Race may be just a surrogate for socio-economic factors, suggested Clifford A. Hudis, MD, chief of the breast cancer medicine service at Memorial Sloan-Kettering Cancer Center in New York City.
“This is one of many studies that show an association between socio-economics and access to care, and sometimes quality of care and outcomes,” he said in an interview.
Since no clear solution has appeared, there’s no reason to suspect that the disparity would have disappeared since 2007, Hudis noted.
“It is an issue, but I don’t know what the take home is other than it’s bad to be poor,” he concluded.
Black’s group examined a cohort of 31,274 women in the SEER/Medicare database diagnosed with non-metastatic, invasive breast cancer from 2002 through 2007 who had pathologic negative axillary lymph nodes and an axillary node surgical procedure documented in Medicare claims.
The overall rate of sentinel lymph node dissection was 62 percent among black patients, 65 percent among other non-white patients, and 74 percent among white patients.
Use increased over the study period for both black and white patients from 2002 when sentinel lymph node biopsy for axillary staging was first suggested as an alternative in stage I or II breast cancer by the National Comprehensive Cancer Network (NCCN) and American Society of Breast Surgeons.
By 2007, when it was recommended as preferred in the NCCN guidelines, the rates reached 83 percent among white patients and compared with 70 percent among black patients.
Rates persistently showed a two- to three-year lag for the black patients.
Black women’s 33 percent lower likelihood of sentinel lymph node biopsy after adjustment for other factors was nearly identical in sensitivity analyses looking only at those who got mastectomy and only those who got lumpectomy.

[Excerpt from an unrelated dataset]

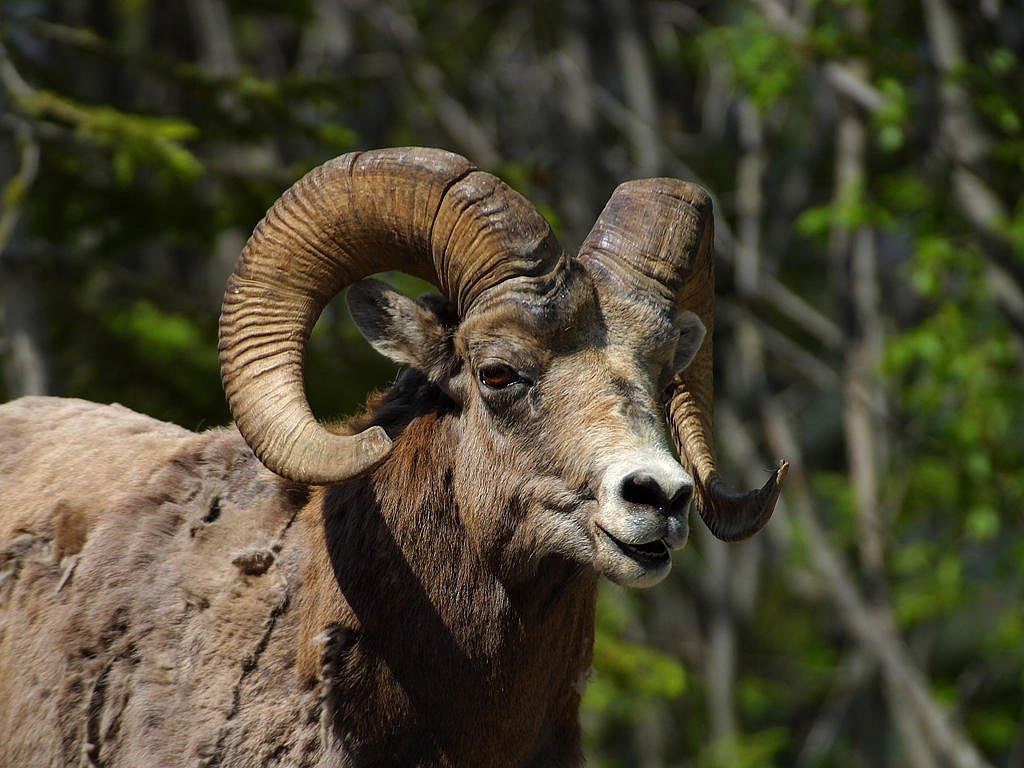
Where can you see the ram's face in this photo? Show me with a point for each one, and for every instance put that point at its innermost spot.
(562, 444)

That disparity had an impact on five-year cumulative lymphedema incidence. Rates were:
- 18 percent among black women who got completion axillary lymph node dissection
- 12.2 percent among white women who got completion axillary lymph node dissection
- 8.8 percent among black women who got sentinel lymph node dissection
- 6.8 percent among white women who got sentinel lymph node dissection
Since lymphedema risk in black patients who had sentinel node biopsy was in the seven percent to nine-percent range like that of white patients, “this suggests that when black patients had the appropriate surgery they were not at an increased risk of lymphedema,” Black told attendees.
Axillary dissection and black race both independently predicted elevated lymphedema risk.